Indeed, that’s why it’s a real puzzle, only partially explained by the insurance policy theory. I approve of the biological turn, but it has yet to be properly formulated so as not to be reductionist.
Yes, it makes sense the asymmetry in cost-benefit would be reflected in psychology.
The effect pain has on immediate response vs memory may also be relevant: I assume the purpose of the overwhelming nature of pain is to act as an immediate physical and psychological override, rather than to provide additional information content to inform or condition future behaviour.

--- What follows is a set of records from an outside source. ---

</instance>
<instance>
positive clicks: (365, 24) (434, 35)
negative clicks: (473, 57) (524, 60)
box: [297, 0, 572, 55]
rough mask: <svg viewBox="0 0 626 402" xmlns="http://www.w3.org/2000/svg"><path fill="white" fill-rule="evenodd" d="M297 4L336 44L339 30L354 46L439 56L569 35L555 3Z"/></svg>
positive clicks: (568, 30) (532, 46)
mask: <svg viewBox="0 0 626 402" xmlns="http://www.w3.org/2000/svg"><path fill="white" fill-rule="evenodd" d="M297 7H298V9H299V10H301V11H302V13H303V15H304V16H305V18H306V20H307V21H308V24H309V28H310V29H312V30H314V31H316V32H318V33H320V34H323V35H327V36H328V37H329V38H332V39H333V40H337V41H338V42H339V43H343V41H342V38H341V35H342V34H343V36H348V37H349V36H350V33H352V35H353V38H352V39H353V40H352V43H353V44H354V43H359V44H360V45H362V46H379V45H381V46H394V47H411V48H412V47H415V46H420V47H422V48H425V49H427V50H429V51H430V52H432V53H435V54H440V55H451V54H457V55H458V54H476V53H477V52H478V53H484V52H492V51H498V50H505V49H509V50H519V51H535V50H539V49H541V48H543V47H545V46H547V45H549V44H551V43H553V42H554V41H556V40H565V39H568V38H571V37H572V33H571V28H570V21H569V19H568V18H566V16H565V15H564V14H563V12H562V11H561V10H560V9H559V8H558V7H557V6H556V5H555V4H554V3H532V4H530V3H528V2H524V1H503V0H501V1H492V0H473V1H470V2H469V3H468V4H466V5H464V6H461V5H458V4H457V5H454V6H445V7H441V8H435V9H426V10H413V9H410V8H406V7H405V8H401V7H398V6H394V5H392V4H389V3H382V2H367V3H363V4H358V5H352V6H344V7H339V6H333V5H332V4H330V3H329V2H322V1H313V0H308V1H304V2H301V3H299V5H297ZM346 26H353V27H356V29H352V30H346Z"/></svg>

I think that’s right: the educational function of pain could certainly be performed by something else; its main purpose is immediate response to the here-and-now.
Apropos this issue—check out Norton Nelkins 1986 article in, “The Journal of Philosophy”, entitled, “Pain and Pain Sensations” It’s an illuminating read. Seriously so. It’s available on-line.
I remember hearing him give that paper in London in the earlier 1980s.
The tennis clay court is come again. Am not quite convinced that Nadal will rule as masterly this season as last. This puts me in mind of “psychological” suffering. There is a book yet to be written about the varieties of psychological suffering. One supposes that in sport, as everywhere else, it’s all just variations on a theme–the loss of prestige in the mating game. It’s a curious thing being gay.
Sometimes when I’m playing tennis (which is almost every day) I find myself channelling a famous player. Yesterday it was Nadal: I found myself imitating his stance as he waits for the ball–hyperalert, head up, feet shuffling. It actually made a difference.
I channel only myself, from twenty years ago, when I had serviceable knees. But enough talk of pain. Let’s rather talk of pleasure—that is to say, of my recent winning lottery ticket. One-hundred and twenty bucks. What profligacies shall ensue!